Italia-Libia: rompiamo il silenzio

In questi giorni il Parlamento Italiano sta votando il finanziamento del nuovo Trattato Italia-Libia, in base al quale verranno potenziate le azioni di contrasto dei migranti africani. Nel Trattato nulla si dice sulla tutela reale dei diritti umani di migliaia di uomini e donne in balia della polizia libica.
Il tutto avviene nel solito imbarazzante silenzio.

Ed è questo silenzio che dobbiamo provare a rompere, promuovendo a Roma una settimana di proiezioni di Come un uomo sulla terra di Andrea Segre, Dagmawi Yimer, Riccardo Biadene, dopo il nuovo riconoscimento ottenuto al Festival Per il Cinema Italiano a Bari, la Menzione Speciale della sezione documentari.

Queste le proiezioni:

- 22 gennaio alle 18.30 alla Casa Internazionale delle Donne in via della Lungara 19 (Trastevere)

- dal 23 al 29 gennaio (3 spettacoli al giorno: 16-18-20) al Nuovo Cinema Aquila in Via L’Aquila 68 (Pigneto)

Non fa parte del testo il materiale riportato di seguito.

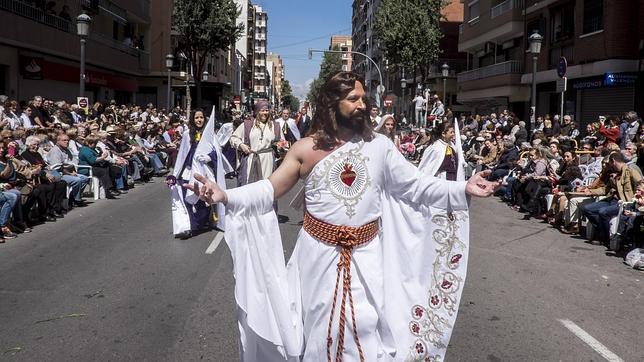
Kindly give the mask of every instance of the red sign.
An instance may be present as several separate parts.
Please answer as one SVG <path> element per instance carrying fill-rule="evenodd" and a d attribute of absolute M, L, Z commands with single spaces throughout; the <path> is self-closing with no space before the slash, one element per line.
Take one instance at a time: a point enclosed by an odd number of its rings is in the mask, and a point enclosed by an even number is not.
<path fill-rule="evenodd" d="M 391 97 L 385 98 L 385 107 L 391 107 L 391 105 L 394 104 L 394 100 Z"/>
<path fill-rule="evenodd" d="M 241 96 L 234 96 L 233 97 L 233 103 L 235 103 L 236 105 L 240 105 L 241 104 Z"/>
<path fill-rule="evenodd" d="M 44 60 L 42 64 L 42 75 L 44 79 L 77 83 L 79 81 L 79 74 L 80 70 L 75 66 L 54 63 L 47 60 Z M 135 79 L 93 70 L 87 71 L 86 82 L 88 85 L 107 87 L 126 92 L 136 92 L 139 89 Z"/>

- 29 gennaio al Teatro San Genesio in Via Podgora 1

Continuano le proiezioni anche in altre città d’Italia (Rimini, Firenze, Milano), i Treni della Memoria ospiteranno il film lungo il loro percorso e il 7 febbraio il film sbarcherà anche in Svezia, al Festival di Stoccolma.

Chiunque si voglia aggiungere in questa battaglia di civiltà, può farlo: diffondendo questo comunicato, firmando sul sito del film la petizione contro le deportazioni in Libia (siamo oltre 2500 firme), organizzando altre presentazioni.